Мне должны были отпереть дверь их отдельного кабинета, и я пришел в назначенный час с твердым намерением их убить. Еще накануне я представлял себе всю сцену так ясно, как будто она уже произошла!
Я входил. Моя жена и Монтина сидели друг против друга за небольшим столиком, заставленным бокалами, бутылками и тарелками. При виде меня они цепенели от неожиданности. Не произнеся ни слова, я ударял его по голове палкой со свинцовым набалдашником, которой вооружился заранее.
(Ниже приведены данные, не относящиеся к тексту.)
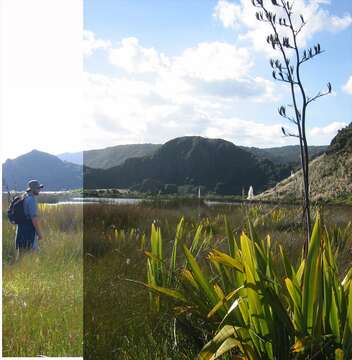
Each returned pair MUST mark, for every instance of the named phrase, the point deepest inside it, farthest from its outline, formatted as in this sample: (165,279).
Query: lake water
(122,201)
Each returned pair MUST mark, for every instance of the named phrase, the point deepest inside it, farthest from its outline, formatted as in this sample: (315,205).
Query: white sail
(250,193)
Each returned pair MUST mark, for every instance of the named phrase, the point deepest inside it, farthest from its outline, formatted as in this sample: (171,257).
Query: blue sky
(159,69)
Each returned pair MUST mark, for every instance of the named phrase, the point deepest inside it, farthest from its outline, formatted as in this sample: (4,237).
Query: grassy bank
(122,320)
(42,292)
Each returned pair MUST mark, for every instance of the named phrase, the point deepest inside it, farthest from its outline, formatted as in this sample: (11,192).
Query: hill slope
(54,173)
(110,156)
(214,163)
(285,154)
(330,174)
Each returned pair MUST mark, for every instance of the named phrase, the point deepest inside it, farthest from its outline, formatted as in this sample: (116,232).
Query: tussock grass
(43,291)
(123,320)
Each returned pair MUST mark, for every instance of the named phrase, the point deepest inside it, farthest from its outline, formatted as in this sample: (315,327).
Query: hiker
(28,231)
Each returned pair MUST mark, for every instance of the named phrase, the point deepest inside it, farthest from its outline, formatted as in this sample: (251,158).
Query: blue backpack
(15,212)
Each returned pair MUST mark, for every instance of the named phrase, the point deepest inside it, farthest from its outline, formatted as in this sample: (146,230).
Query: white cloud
(227,13)
(213,61)
(122,110)
(91,43)
(348,86)
(40,88)
(134,58)
(241,16)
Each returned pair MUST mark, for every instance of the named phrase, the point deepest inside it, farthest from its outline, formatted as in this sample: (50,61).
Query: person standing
(29,232)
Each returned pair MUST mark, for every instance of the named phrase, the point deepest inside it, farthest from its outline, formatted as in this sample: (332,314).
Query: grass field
(123,319)
(43,291)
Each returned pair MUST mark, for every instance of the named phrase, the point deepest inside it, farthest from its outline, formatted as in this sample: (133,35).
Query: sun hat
(34,185)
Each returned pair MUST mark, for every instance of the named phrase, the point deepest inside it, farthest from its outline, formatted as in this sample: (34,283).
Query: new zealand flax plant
(255,304)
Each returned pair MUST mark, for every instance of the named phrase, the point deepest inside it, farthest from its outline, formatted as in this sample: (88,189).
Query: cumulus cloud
(328,130)
(157,97)
(215,69)
(241,15)
(134,58)
(91,43)
(348,86)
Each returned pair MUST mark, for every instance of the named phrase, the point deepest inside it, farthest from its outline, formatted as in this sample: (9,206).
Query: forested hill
(216,164)
(330,174)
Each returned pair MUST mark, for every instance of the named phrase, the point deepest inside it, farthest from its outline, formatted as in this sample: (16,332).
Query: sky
(155,70)
(152,70)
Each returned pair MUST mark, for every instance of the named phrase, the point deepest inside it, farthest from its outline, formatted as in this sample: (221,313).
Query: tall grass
(260,306)
(43,291)
(126,318)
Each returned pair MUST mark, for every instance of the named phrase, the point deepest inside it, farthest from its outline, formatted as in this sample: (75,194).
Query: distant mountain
(74,158)
(330,174)
(286,154)
(54,173)
(110,156)
(216,164)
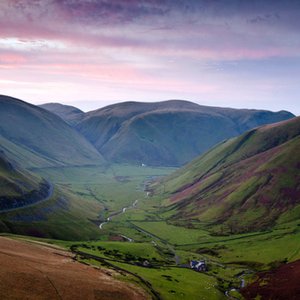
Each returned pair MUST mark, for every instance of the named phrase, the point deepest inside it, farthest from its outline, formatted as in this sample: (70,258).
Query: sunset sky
(92,53)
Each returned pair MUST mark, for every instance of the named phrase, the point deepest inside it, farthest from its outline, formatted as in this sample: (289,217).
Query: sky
(91,53)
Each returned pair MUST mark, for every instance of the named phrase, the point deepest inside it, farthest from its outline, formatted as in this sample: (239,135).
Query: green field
(168,245)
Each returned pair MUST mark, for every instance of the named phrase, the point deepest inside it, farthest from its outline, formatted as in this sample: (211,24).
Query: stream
(123,210)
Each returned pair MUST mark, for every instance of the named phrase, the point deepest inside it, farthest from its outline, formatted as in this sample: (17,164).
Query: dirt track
(31,271)
(281,284)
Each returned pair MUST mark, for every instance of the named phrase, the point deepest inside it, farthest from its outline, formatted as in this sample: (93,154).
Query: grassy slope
(43,139)
(65,215)
(14,182)
(166,133)
(69,114)
(245,183)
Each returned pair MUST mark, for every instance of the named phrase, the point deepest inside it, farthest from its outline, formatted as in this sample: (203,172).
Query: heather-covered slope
(35,137)
(69,114)
(166,133)
(243,184)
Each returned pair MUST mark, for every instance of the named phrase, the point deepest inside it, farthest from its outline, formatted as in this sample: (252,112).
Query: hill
(31,205)
(19,187)
(69,114)
(41,271)
(168,133)
(244,184)
(34,137)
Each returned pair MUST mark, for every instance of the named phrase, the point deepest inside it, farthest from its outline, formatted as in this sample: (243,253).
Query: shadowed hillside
(166,133)
(19,187)
(35,137)
(243,184)
(69,114)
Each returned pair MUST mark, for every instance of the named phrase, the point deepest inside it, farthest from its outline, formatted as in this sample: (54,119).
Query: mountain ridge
(243,184)
(36,137)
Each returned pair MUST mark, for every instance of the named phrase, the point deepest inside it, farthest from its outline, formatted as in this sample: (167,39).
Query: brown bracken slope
(280,284)
(31,271)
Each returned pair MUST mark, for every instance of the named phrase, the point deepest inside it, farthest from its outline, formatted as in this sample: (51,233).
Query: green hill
(34,137)
(168,133)
(15,182)
(244,184)
(30,205)
(69,114)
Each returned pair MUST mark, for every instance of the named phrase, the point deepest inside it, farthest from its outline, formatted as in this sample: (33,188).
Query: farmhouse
(198,265)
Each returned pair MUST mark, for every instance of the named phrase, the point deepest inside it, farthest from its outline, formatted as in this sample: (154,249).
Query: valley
(236,207)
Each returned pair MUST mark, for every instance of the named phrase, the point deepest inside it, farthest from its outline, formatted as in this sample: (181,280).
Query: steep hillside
(18,187)
(35,137)
(166,133)
(69,114)
(243,184)
(30,205)
(41,271)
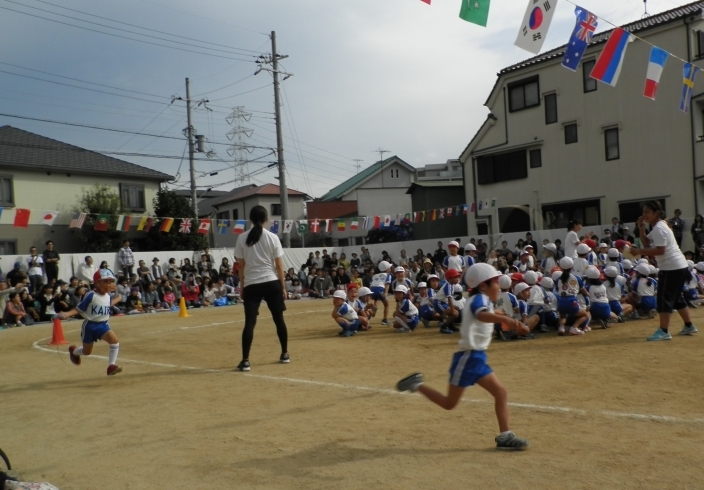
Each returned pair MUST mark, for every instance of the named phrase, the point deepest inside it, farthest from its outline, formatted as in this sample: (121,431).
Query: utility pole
(191,150)
(283,191)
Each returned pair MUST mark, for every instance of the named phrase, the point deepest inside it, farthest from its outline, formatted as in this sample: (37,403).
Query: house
(236,204)
(42,174)
(378,190)
(559,145)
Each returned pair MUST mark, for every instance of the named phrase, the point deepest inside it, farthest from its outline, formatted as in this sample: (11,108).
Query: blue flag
(581,37)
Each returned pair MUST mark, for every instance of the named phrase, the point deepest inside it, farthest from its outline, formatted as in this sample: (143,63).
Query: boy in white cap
(406,314)
(344,315)
(469,365)
(95,308)
(379,285)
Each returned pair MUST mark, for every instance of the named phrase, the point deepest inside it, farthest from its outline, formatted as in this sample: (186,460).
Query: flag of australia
(581,37)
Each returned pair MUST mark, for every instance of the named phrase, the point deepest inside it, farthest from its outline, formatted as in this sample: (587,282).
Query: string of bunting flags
(534,29)
(103,222)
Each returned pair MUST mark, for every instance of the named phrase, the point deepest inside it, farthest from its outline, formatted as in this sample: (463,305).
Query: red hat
(452,273)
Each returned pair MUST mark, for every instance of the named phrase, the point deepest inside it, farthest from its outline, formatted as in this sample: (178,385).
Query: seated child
(406,314)
(344,314)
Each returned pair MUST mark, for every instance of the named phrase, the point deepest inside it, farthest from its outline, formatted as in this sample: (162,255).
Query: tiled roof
(653,21)
(342,189)
(29,151)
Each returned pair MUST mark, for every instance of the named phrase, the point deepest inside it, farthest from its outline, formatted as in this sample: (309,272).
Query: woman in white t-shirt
(673,270)
(261,272)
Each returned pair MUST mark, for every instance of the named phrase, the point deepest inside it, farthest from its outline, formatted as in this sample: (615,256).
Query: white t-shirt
(571,242)
(259,263)
(673,258)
Сраженный ударом, он падал ничком на скатерть. Тут я поворачивался к ней и давал ей время – несколько секунд, – чтобы она все поняла и протянула ко мне руки, обезумев от ужаса, прежде чем умереть в свой черед. О! я был готов на все, полон силы и решимости, я упивался радостью. Когда я представлял себе ее растерянный взгляд при виде занесенной над нею палки, ее простертые ко мне руки, ее отчаянный крик, ее посеревшее и перекошенное лицо, я был отмщен заранее. Ее-то я убил бы не сразу, о нет! Ты считаешь меня кровожадным, не правда ли? Ах, ты не знаешь, сколько я выстрадал! Подумать, что любимая женщина, жена или любовница, принадлежит другому, отдается ему, как тебе, целует его в губы, как тебя! Это чудовищно, невыносимо! Кто хоть однажды вытерпел такую пытку, тот способен на все. О! я удивляюсь, что убийства происходят так редко; ведь все, кто был обманут, все жаждали убить, все наслаждались этим воображаемым убийством – у себя ли в комнате, или на безлюдной дороге, – всех преследовало видение удовлетворенной мести, все мечтали задушить или нанести удар.
И вот я пришел в тот ресторан. Я спросил: «Они там?» Подкупленный лакей отвечал: «Да, сударь», – проводил меня по лестнице и, указав на дверь, сказал: «Здесь». Я стиснул палку, как будто пальцы мои стали железными, и вошел.
Я удачно выбрал момент. Они целовались… но это был не Монтина. То был генерал де Флеш, старик шестидесяти шести лет.
Я был так уверен, что встречу другого, что застыл на месте, лишившись сил от удивления.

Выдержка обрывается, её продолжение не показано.